ナンパに限らず、日ごろ女の子を口説くのにも役に立つこと間違いなし。来年のクリスマスは心配なし?自分も、もし富の公平な配分の問題が片付いている世界に生まれたならば、こういう路線に邁進したかったかも。楽しそうでうらやましい。カリスマにはなれないだろうけど。

そういえば、富の公平な配分といえば、稲葉ブログで

「『サイゾー』最新号の山形道場」
http://d.hatena.ne.jp/shinichiroinaba/20051220

とあって、どういうことだろうと思ってサイゾーを読んでみた。
サイゾーの内容は
http://d.hatena.ne.jp/shinichiroinaba/20051122#p1
のコメント欄や
http://d.hatena.ne.jp/sugitasyunsuke/20050830/p2
で紹介されている小泉義之の以下の文章に対する批判である。
小泉義之って私は全く読んだことがない。下記の『別冊状況』の文章も読んでない。ウェブではここらへんが参考になる。
http://www.arsvi.com/0w/kizmysyk.htm

http://www.ritsumei.ac.jp/acd/gr/gsce/s/ky01/

車椅子抜きでは動けない人間、人工呼吸器を使用する人間、病院や施設に拘束されている人間がいる。そんな人間の移動の自由を確保するために、何が必要になるかを諸君は真剣に考えたことがあるのか。小手先の改良で済むなどと思っているのか。本当に心の底から、そんな人間たちに、青空を眺める自由を確保するべきだと考えているのか。そもそも、諸君は、自由と潜在能力について本気で考えてきたのか。いつだって現状の政治経済とのトレード・オフを口実にして誤魔化し続けてきたのではないのか。

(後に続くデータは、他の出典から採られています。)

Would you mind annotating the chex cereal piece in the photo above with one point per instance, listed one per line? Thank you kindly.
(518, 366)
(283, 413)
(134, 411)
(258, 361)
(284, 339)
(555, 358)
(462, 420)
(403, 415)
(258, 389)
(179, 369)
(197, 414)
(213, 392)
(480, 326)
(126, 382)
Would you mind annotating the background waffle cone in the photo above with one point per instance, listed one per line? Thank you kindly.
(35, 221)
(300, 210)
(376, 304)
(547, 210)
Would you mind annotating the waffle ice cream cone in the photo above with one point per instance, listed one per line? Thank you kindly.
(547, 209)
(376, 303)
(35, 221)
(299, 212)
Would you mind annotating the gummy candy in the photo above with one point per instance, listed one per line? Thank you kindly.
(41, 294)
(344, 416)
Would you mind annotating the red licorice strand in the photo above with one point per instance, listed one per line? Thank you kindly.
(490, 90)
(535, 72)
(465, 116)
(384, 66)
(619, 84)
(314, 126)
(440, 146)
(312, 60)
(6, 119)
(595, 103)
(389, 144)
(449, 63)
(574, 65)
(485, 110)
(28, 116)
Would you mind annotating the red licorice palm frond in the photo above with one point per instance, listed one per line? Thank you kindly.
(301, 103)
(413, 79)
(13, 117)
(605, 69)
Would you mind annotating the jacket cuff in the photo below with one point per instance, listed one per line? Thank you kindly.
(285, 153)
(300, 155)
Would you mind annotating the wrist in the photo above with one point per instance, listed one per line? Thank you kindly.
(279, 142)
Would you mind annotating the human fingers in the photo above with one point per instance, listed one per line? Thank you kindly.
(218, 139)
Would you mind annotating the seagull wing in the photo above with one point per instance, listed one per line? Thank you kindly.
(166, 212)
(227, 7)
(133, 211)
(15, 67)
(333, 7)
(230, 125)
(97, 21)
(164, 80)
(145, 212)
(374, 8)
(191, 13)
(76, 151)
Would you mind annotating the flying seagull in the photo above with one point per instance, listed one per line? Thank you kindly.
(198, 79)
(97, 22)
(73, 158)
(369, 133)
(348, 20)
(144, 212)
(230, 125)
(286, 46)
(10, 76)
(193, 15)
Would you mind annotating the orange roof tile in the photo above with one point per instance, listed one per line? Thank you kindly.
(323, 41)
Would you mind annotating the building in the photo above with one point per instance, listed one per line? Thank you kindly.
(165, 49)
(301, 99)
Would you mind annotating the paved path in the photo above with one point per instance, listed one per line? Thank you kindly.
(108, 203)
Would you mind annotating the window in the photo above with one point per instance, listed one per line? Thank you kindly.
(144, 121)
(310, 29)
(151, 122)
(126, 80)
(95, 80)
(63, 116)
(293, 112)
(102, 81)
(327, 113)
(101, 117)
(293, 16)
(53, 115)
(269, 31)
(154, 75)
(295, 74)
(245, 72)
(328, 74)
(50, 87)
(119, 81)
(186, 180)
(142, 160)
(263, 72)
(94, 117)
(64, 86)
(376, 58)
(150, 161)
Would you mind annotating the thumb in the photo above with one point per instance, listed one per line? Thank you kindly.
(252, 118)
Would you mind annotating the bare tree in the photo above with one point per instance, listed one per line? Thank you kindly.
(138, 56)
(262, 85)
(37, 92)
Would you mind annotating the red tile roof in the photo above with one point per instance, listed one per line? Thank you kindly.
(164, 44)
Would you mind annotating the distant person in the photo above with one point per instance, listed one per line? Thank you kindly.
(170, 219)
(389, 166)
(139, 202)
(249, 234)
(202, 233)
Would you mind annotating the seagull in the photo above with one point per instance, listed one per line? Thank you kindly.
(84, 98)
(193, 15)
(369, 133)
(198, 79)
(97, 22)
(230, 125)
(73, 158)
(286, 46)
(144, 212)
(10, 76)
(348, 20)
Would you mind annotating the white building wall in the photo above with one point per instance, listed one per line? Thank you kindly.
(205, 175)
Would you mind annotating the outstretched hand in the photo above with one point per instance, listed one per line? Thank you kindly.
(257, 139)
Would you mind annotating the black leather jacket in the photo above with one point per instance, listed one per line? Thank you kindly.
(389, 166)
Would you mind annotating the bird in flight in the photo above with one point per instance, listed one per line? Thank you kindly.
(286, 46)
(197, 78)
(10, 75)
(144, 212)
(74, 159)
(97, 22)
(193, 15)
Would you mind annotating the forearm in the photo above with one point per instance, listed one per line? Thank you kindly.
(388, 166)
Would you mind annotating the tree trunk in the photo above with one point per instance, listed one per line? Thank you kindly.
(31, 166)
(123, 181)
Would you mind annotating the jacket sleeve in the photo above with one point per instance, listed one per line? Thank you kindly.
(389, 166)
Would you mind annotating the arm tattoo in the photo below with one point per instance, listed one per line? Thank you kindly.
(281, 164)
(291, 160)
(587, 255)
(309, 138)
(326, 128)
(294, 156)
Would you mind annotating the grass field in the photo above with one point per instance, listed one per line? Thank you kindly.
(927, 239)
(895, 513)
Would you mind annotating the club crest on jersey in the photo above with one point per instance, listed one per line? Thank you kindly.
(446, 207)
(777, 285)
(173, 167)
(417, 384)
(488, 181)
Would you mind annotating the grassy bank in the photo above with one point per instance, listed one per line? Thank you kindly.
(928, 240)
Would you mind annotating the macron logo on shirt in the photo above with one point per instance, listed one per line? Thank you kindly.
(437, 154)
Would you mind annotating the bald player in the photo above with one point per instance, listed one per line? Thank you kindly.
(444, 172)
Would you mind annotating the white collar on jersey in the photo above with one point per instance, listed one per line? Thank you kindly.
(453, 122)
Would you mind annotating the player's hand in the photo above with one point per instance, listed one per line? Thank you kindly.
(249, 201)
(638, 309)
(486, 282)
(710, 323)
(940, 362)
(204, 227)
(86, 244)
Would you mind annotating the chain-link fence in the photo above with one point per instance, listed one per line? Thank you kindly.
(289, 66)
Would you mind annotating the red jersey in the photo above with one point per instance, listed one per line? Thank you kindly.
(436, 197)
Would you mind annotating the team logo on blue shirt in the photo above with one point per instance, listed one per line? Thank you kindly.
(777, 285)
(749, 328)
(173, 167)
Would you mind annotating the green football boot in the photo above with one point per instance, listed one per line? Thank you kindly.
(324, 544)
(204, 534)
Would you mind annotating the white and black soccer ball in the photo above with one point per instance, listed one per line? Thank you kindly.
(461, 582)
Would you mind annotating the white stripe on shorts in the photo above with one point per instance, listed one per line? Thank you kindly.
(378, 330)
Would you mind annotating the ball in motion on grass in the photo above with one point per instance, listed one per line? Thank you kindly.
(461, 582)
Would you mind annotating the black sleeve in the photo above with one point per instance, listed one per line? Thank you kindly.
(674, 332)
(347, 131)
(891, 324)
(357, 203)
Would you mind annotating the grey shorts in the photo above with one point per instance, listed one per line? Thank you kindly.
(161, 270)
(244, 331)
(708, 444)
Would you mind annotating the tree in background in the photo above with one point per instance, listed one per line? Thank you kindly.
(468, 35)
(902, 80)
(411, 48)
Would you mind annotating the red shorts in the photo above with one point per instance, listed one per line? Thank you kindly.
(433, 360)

 われわれが願っているのは奇跡である。車椅子がスポーツカーよりも速く移動すること、医療機器がポータブルになること、指先の動きだけで意志が伝わること、目蓋の動きだけで武器を破壊できること、受肉の奇跡を肉体のいたるところで引き起こすこと、要するに、無力な者に力を賦与することである。われわれが為すべきは、こんな奇跡のために、政治経済を本気で変更することなのだ。

例えば、水飲み場は無料である。ならば、無料食堂が設置されるべきである。無料人口経管栄養補給所、無料人工呼吸器提供場所も、水飲み場の数だけ設置されるべきである。現代の文化と文明に見合った「食物」の「分かち合い」が制度化されるべきである。そのための場所ならいくらでもある。学校、役所、公園を使えばよい。そのための人的資本ならいくらでもある。官僚、公務員、児童・生徒・学生を使えばよい。そして、少し考えればわかることだが、こんな簡単なことですら、憲法改正や政治経済改良程度では実現不可能である。

これに対して稲葉氏は

ここでの小泉さんの議論をどう読むべきかにはいろいろと考えるべき問題があります。ここでいう「奇跡」を望むことはまったく正しい、そのような望みを抱く ことは不遜でもなんでもない、というのであれば、それはまったく首肯できるのですが、まさにその「奇跡」を自らの手で実現しようとするのであれば、手放しでは肯定できません。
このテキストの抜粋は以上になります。